Participation of α-adreniceptors in the effects of 5-HT and tryptamine on the isolated rat stomach fundus preparation was investigated. The effects of recognized anti-5-HT agents were also investigated to determine whether or not the same type of receptors was involved in the response of the rat fundus to 5-HT and tryptamine. Methylsergide was shown to be a very active, slowly reversible inhibitor of the 5-HT-induced contrations. The degree of inhibition was dependent on the time of pre-incubation and reached its maximum after approximately 2 hr. The α-adrenolytic agent piperoxan appeared to be a competitive antagonist of 5-HT. Piperoxan was able to prevent or reduce the anti-5-HT activity of mianserin, cyproheptadine and methysergide, indicating a common site of all action. All antagonists affected the 5-HT contractions more than those induced by tryptamine. It is concluded, that the effect of 5-HT on the isolated rat stomach fundus is the result of an interaction of 5-HT with one type of receptor.
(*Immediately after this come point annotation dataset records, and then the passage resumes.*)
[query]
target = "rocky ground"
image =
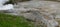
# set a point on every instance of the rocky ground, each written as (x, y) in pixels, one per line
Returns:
(35, 10)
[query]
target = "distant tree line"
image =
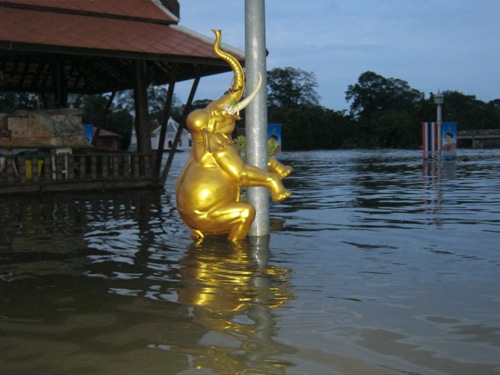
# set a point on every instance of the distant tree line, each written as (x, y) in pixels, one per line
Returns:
(384, 112)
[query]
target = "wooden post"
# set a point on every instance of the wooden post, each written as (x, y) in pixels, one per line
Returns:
(141, 108)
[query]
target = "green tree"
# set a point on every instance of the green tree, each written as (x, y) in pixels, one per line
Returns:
(374, 93)
(291, 87)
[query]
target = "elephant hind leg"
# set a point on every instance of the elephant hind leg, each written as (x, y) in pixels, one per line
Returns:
(232, 218)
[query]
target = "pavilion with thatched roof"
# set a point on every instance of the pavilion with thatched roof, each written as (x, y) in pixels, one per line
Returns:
(60, 47)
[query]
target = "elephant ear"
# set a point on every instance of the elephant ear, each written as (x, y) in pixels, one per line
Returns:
(215, 141)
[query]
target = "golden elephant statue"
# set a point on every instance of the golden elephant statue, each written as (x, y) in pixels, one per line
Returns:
(208, 189)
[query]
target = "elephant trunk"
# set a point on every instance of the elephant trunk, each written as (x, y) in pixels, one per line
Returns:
(238, 86)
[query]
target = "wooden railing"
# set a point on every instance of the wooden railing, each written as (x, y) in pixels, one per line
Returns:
(76, 172)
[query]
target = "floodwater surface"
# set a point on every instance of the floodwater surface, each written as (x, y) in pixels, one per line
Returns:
(380, 263)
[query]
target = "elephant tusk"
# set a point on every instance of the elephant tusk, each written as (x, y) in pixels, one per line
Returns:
(236, 108)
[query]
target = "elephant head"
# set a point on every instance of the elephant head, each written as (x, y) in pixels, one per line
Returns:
(221, 114)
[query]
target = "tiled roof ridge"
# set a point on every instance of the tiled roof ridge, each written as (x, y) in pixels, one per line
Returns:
(227, 48)
(43, 8)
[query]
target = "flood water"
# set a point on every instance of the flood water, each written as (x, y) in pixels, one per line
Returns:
(378, 264)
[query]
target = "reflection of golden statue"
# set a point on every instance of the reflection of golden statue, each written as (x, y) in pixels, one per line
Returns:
(232, 291)
(208, 190)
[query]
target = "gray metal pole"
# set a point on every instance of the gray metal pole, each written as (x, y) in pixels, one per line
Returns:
(256, 112)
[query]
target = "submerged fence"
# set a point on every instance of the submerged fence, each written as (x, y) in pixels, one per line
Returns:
(76, 172)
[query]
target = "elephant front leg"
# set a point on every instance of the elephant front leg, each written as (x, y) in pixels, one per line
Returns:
(253, 176)
(234, 218)
(280, 169)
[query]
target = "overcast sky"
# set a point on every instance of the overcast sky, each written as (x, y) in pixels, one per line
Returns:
(432, 44)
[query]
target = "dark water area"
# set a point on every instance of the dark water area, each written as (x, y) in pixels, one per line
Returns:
(379, 263)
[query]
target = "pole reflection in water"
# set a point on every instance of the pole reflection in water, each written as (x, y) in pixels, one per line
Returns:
(438, 177)
(232, 291)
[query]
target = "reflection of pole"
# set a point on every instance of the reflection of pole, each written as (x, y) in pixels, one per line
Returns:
(256, 112)
(438, 99)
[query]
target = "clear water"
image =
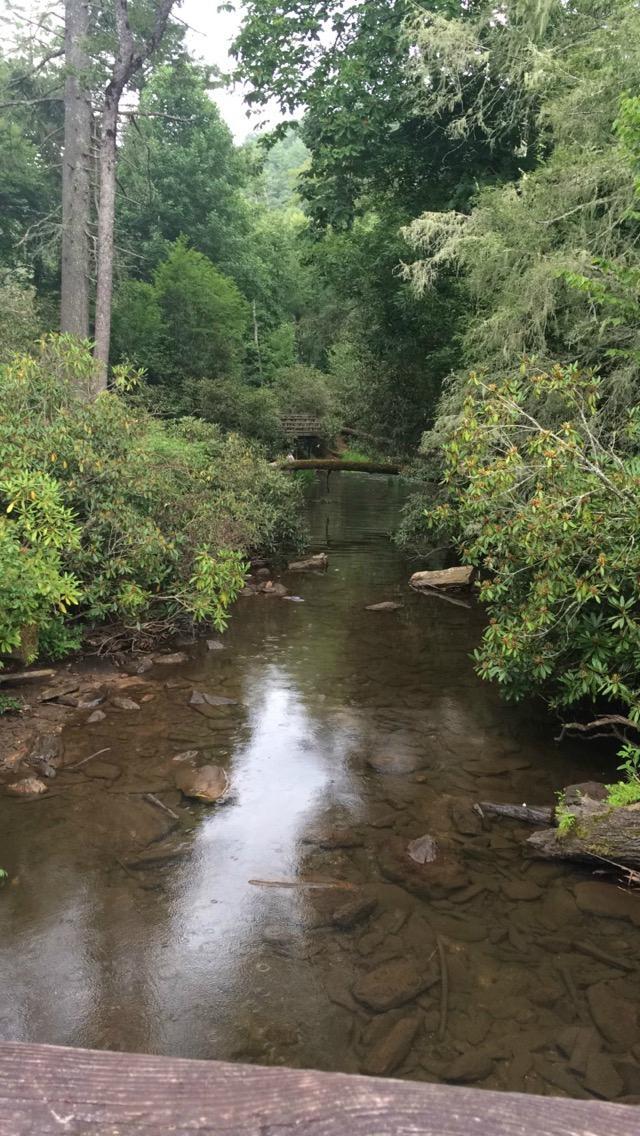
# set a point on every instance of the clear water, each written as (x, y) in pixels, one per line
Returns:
(351, 729)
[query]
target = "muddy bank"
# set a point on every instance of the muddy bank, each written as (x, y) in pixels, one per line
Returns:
(304, 920)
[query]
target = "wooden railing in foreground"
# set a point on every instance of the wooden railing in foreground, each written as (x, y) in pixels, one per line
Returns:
(46, 1091)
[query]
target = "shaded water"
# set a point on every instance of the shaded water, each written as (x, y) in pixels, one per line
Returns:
(352, 734)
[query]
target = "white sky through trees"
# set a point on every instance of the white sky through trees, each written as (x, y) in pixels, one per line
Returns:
(210, 35)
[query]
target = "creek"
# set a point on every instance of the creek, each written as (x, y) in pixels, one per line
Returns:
(349, 735)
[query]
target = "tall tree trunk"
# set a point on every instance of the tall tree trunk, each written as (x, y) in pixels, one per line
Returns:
(106, 219)
(129, 60)
(76, 182)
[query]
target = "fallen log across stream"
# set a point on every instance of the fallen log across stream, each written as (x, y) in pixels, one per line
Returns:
(331, 465)
(587, 827)
(47, 1091)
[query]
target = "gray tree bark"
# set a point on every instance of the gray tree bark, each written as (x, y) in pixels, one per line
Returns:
(76, 182)
(129, 61)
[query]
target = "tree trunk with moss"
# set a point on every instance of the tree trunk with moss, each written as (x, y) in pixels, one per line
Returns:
(593, 832)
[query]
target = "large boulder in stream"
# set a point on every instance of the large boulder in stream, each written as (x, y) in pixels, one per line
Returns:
(208, 783)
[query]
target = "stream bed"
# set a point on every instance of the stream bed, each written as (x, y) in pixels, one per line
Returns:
(287, 926)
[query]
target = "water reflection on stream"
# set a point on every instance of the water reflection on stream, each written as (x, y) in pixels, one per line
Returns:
(352, 734)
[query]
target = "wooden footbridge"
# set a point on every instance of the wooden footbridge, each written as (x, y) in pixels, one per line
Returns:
(46, 1091)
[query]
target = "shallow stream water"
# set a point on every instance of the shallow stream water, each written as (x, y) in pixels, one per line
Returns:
(351, 734)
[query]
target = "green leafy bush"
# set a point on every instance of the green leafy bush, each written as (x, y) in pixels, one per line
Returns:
(109, 515)
(549, 515)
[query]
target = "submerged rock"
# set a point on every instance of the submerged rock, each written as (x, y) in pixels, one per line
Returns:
(390, 1050)
(333, 838)
(616, 1020)
(423, 850)
(607, 900)
(396, 763)
(354, 911)
(123, 703)
(391, 985)
(138, 666)
(273, 589)
(200, 698)
(28, 786)
(470, 1067)
(432, 879)
(208, 784)
(171, 660)
(522, 890)
(46, 754)
(310, 564)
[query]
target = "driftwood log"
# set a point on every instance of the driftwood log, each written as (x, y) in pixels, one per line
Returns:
(598, 832)
(530, 815)
(591, 830)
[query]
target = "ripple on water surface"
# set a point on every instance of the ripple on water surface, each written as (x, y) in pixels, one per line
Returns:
(349, 735)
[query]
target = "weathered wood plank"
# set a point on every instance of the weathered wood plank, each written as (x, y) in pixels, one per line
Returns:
(330, 464)
(46, 1091)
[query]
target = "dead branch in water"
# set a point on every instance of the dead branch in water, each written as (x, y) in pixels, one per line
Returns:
(530, 815)
(611, 725)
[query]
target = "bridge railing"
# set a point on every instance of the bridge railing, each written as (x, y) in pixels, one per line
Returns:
(46, 1091)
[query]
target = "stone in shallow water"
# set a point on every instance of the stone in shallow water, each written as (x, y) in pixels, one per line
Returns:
(201, 698)
(465, 819)
(396, 763)
(102, 770)
(28, 786)
(601, 1077)
(607, 900)
(391, 985)
(333, 838)
(470, 1067)
(431, 879)
(390, 1050)
(354, 912)
(522, 890)
(171, 660)
(123, 703)
(423, 850)
(273, 589)
(208, 784)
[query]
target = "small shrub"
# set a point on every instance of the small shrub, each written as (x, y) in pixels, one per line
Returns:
(565, 819)
(626, 791)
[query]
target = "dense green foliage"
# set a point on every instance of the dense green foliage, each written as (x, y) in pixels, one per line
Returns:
(539, 461)
(109, 515)
(460, 193)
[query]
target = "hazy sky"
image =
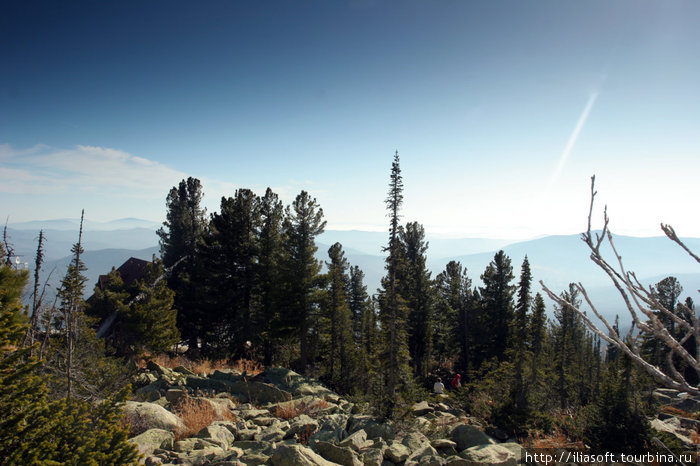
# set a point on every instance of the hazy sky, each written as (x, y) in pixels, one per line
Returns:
(500, 110)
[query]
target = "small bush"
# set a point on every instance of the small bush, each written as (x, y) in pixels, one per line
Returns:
(195, 414)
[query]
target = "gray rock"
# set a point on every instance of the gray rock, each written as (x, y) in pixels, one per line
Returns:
(375, 428)
(271, 434)
(415, 441)
(341, 455)
(145, 416)
(295, 383)
(397, 452)
(183, 370)
(357, 440)
(425, 451)
(466, 436)
(297, 455)
(495, 455)
(173, 395)
(217, 433)
(301, 424)
(153, 439)
(422, 408)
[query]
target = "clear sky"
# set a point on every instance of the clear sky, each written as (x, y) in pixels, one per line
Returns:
(500, 110)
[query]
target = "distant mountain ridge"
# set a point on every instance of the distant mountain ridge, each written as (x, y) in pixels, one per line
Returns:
(556, 260)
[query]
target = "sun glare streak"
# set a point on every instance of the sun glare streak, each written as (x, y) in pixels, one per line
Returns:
(572, 141)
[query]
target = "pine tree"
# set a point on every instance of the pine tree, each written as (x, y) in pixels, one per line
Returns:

This receptor probably is the classical D-tryptamine receptor. The response to tryptamine is the result of an interaction by tryptamine with two different types of receptors. One type of receptors is identical to the receptor mediating the response to 5-HT, whilst the other type of receptor is more resistant to inhibition by emthylsergide, piperoxan, cyproheptadine or mianserin, and might be identical with the PRT-receptor, described earlier as being resistant to inhibition by phenoxybenzamine.